They know that more businesses do it today because it makes sense
from a reputation standpoint. It's good for your perception. But they
still know businesses just can't do everything they want to look good.
They have to be focused on this business case, this financial analysis.
That's what they're trying to get at.
Also, when we go to different countries or to different states to
locate, we're still the kind of industry where those locations compete
for us. They know Intel has a good name. They know that we work a lot
in our communities and our employees are positive impacts to where they
work so we're often courted in different places.
But you have to manage those relationships in a positive way if you
want to remain a favorable neighbor. So there's a lot to it than just
the cost impact. You want the community and you want the local
governments and the economic infrastructure to value your input. But
still when it comes down to it, the company has to decide these things
on a cost-basis.
I think what we've tried to do is really shift. Our biggest impact
I think is shifting from this "right now" cost. Am I saving money today
or am I willing to put some capital investment in place today that will
save me money in the future?
That's the thing that this conservation fund was set up to do is to
push out that payback timeframe. We don't do things that are losers in
terms of money. We're not going to do something that is clear on paper
that it's a clear loser in terms of our profits and that it will hit
our profits and we can't pay it back.
But what we will struggle with is deciding between a project that has a six-month payback period or a three-year payback period.

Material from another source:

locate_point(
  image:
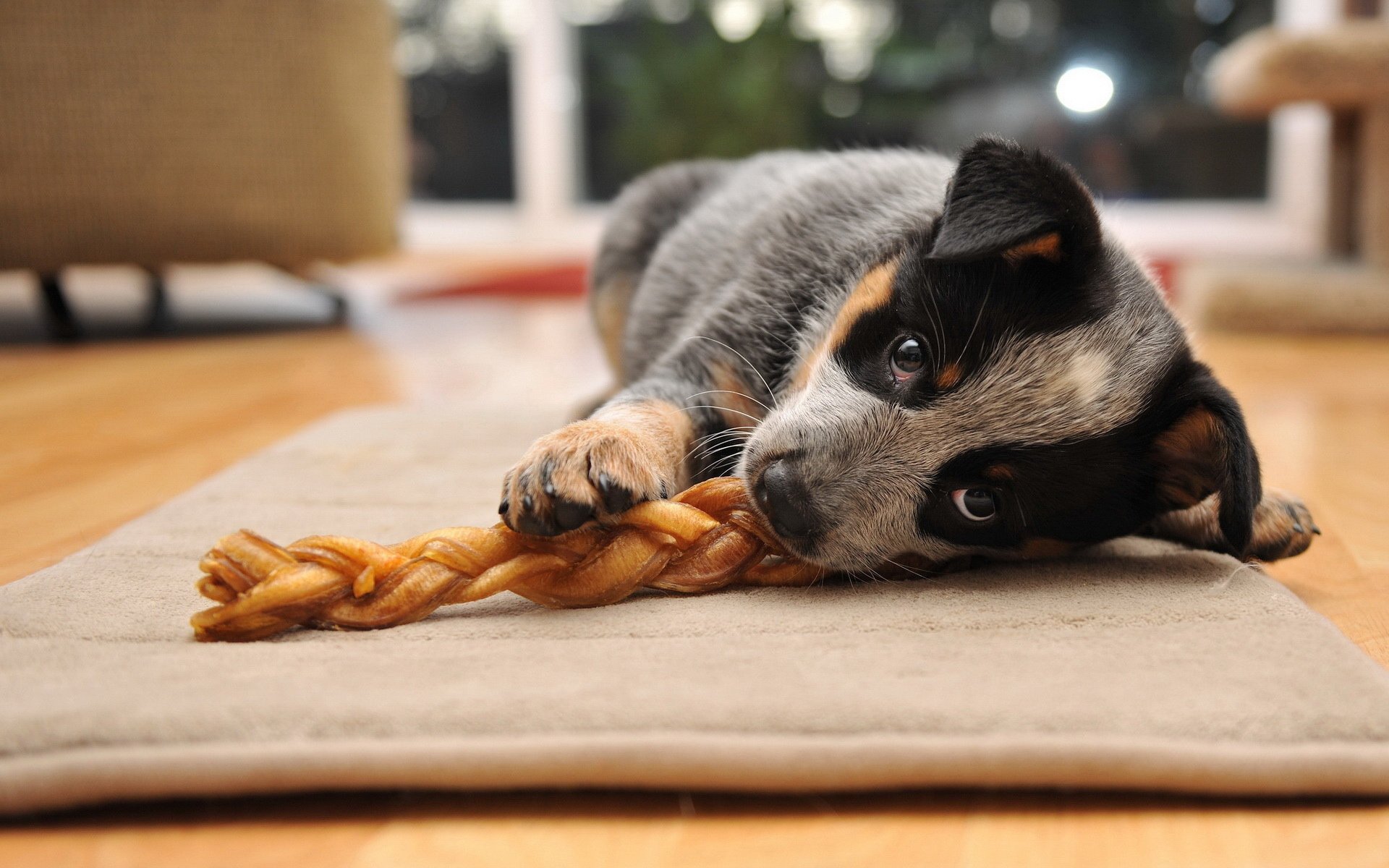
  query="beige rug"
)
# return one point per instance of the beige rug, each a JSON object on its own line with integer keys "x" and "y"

SFG: How do you make that business case to Intel leadership?
DS: It's tough. It's a challenge. I think a lot of what goes
on today is really describing to them the impact. The energy
conservation fund is one thing. That was actually set up to push that
window back from six months to something longer.
But if you want to do something beyond that, it really does take
getting the senior leaders of the company together in a room or on the
phone and talking about the value -- just beyond the dollars -- of some
of these efforts that we're doing.
A lot of the efforts in the citizenship space or the CSR space
require minds that come together from a sales and marketing aspect, an
operational aspect, an employee workforce aspect, and a technology
aspect. They almost all have to come together. One person may say,
"Alright. For me, this is really valuable."
Another person may say, "You know it's going to cost me a little
bit more but I see the value you're going to see in three years out."
You have to bridge the gaps that most companies have in place
already today. These decisions require input beyond the normal business
group silos. And that's why they're so challenging.
SFG: Let's go back to more of the hands-on efforts and
results. It's great to say, "Let's reduce our energy use by 30
percent." But how do you do it? How do you identify those areas in your
business model that are the most energy consuming and then just go in
and fix them?
DS: Well, for us it might be a little bit easier than other
companies because we're so data-driven. We measure everything. We have
90,000 people around the world, 50,000 still close to working in the
manufacturing and the engineering aspects of the company.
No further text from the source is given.